Clonogenic assay for determination of cell survival and proliferation
Clonogenic assay or colony formation assay [26] was carried out using SK-N-DZ and SK-N-BE2 cells to study the effects of transfection with miR-138 mimic or hTERT shRNA plasmid and APG treatment on colony formation. Both SK-N-DZ and SK-N-BE2 cells were transfected with miR-138 mimic or hTERT shRNA plasmid for 12 h, and treated with APG for 24 h. The cells were harvested using TrypLE Express (Invitrogen, Carlsbad, CA, USA) and 200 cells were seeded into 6-well plates. The cells were allowed to attach for 5 h and again transfected with miR-138 mimic or hTERT shRNA plasmid and treated with APG for 24 h. The cultures were terminated on day 10, fixed with 6% (v/v) glutaraldehyde, stained with 0.5% (w/v) crystal violet, and colonies were counted using a stereomicroscope. Small colonies formed from less than 50 cells were not scored for survival and proliferation.
Annexin V-fluorescein isothiocyanate (FITC)/propidiun iodide (PI) double staining and flow cytometry for analysis of the early phase of apoptosis
Cells were harvested after transfection or/and APG treatment as described above, and washed with phosphate-buffered saline (PBS, pH 7.4) twice before being fixed with 70% (vv) ethanol for 15 min. Subsequently, the cells were centrifuged to obtain pellets and residual ethanol was aspirated. Cells were then digested with DNase-free RNase A (2 mg/ml) for 30 min at 37°C. Annexin V-FITC/PI double staining of the cells was performed as per manufacturer’s instructions (BD Biosciences, San Jose, CA, USA), and then analyzed on an Epics XL-MCL Flow Cytometer (Beckman Coulter, Fullerton, CA, USA). Cells that were PI positive and Annexin V negative were considered as mechanically injured (quadrant A1), cells that were both PI and Annexin V positive (quadrant A2) were considered as late necrotic, both PI and Annexin V negative cells (quadrant A3) were considered as normal, and PI negative and Annexin V positive cells were considered as early apoptotic (quadrant A4). Flow cytometry detected the Annexin V positive cells with externalization of membrane phospholipids, an early biochemical feature of apoptosis. The Annexin V stained apoptotic cells were analyzed for statistical significance.

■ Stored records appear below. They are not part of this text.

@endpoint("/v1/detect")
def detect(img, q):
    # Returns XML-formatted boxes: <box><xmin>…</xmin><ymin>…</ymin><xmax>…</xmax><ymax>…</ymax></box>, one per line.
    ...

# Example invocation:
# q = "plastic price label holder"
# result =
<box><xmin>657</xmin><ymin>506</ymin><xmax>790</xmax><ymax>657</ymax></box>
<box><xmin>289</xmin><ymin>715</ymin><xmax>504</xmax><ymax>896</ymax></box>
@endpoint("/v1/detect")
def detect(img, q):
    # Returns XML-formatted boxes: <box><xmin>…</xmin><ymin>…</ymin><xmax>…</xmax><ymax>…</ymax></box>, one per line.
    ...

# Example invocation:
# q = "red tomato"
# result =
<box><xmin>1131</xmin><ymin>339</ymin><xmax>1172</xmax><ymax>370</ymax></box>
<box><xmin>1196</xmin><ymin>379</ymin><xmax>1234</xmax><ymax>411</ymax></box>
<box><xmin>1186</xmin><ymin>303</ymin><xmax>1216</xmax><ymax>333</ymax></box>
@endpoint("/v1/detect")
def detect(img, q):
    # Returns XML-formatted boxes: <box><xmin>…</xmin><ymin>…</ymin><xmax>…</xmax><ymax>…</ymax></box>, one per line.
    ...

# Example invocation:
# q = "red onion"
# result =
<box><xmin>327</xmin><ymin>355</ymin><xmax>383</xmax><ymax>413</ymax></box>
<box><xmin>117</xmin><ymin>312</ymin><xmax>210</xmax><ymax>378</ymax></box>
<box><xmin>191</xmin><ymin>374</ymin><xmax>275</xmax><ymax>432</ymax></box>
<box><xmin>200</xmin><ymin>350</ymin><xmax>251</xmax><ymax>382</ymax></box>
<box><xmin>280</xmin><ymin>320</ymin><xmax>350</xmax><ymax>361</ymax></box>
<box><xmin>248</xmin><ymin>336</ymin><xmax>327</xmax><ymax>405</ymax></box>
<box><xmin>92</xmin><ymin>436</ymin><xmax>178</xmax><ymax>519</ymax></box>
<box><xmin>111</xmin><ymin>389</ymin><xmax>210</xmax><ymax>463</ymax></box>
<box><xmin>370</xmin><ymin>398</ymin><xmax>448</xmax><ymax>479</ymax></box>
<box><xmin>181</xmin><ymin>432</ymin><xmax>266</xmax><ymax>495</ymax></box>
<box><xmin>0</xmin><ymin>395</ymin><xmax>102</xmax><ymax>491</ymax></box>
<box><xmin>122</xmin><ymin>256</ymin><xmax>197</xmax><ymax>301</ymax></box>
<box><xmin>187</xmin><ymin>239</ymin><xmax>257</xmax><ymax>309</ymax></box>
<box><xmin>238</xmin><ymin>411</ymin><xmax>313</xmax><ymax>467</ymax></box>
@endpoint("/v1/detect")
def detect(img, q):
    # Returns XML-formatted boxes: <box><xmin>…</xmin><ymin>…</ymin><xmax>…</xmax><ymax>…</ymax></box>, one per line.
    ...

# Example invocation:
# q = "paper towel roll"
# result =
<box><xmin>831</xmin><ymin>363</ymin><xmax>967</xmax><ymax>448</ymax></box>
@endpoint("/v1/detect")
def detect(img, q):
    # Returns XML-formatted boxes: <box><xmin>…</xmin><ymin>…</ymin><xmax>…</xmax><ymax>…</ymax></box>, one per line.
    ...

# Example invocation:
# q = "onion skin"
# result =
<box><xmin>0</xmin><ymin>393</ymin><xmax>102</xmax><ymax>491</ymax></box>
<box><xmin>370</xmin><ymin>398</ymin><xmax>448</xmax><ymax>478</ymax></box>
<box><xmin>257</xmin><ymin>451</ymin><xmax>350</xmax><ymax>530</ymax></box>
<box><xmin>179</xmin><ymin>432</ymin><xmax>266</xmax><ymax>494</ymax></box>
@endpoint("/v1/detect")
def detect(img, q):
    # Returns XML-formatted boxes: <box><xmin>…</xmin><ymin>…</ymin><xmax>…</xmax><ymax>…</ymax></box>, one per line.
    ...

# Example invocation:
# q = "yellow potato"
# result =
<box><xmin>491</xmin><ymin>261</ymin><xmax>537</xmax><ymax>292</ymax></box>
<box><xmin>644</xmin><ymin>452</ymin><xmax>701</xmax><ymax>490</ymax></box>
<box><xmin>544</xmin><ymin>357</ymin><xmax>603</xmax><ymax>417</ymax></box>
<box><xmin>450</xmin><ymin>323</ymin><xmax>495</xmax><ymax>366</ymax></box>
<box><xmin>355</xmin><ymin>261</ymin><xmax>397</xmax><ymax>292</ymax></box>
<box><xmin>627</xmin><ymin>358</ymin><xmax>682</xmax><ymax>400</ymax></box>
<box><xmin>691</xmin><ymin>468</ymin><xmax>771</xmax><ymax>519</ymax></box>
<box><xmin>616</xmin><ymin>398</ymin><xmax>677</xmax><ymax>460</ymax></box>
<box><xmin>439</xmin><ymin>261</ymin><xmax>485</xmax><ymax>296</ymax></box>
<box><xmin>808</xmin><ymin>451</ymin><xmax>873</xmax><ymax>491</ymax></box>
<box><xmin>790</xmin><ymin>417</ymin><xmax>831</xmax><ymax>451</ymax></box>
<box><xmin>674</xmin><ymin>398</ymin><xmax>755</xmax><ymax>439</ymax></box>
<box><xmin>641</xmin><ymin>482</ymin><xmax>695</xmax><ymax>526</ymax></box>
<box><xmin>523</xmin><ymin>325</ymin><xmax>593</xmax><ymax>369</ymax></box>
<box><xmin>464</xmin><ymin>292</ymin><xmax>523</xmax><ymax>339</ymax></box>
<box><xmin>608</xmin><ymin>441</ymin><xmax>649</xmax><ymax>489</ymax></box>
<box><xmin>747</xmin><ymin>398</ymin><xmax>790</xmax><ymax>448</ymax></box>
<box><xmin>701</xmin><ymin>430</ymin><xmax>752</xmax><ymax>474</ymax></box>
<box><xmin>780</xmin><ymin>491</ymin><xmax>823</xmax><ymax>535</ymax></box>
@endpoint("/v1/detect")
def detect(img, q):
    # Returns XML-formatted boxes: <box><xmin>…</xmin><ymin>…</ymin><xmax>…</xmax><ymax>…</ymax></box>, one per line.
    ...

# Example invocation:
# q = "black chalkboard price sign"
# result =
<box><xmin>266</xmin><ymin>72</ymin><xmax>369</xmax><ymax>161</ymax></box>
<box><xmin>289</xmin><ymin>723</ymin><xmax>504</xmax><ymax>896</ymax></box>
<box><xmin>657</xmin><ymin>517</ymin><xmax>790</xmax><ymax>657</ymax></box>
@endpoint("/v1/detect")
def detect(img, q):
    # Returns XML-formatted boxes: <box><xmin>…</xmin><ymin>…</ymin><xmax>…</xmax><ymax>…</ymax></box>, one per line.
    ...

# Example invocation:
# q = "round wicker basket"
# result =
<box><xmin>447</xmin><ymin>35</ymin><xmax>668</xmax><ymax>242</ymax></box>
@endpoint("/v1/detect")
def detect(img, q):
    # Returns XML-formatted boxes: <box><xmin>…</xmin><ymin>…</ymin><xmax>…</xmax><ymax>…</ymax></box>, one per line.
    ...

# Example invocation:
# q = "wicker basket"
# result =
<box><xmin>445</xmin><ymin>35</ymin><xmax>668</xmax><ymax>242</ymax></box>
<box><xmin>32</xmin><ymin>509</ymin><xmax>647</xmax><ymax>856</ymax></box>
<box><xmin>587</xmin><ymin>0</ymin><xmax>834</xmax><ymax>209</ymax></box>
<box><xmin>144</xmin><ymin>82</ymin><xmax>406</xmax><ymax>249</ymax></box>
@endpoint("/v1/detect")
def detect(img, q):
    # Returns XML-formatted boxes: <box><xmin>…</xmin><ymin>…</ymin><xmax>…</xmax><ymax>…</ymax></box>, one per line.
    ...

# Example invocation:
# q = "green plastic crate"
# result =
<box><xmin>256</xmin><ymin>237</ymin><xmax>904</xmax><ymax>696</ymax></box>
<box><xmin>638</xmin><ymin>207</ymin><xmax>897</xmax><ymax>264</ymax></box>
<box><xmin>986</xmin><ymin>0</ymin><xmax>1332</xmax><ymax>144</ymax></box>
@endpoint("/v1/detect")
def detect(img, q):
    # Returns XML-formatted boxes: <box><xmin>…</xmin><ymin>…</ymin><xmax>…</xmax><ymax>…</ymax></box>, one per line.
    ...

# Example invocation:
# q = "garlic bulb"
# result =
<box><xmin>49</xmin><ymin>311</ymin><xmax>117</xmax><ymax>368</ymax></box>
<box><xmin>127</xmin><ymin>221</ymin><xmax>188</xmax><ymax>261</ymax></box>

In situ ApopTag assay to detect the late phase of apoptosis
Cells were grown on Lab-Tek chambered cover glasses (Nunc, Rochester, NY, USA). After transfection or/and APG treatment as described above, both adherent and non-adherent cells were allowed to settle on the cover glasses and then subjected to the in situ ApopTag assay. All cells were fixed in methanol before examination of induction of the nuclear DNA fragmentation or the late phase of apoptosis by the in situ ApopTag assay. ApopTag assay kit (Intergen, Purchase, NY, USA) was used for biochemical detection of nuclear DNA fragmentation that occurred at the late phase of apoptosis. The nuclei containing apoptotic DNA fragments were stained sharp brown with the in situ ApopTag assay and were not counterstained with methyl green that, however, stained the normal nuclei moderate to intense green. After the in situ ApopTag assay, cell were examined the under Olympus BX53 versatile system microscope (Olympus America, Center Valley, PA, USA) and photographed. The ApopTag positive cells were counted randomly in different fields to determine the percentage of apoptosis.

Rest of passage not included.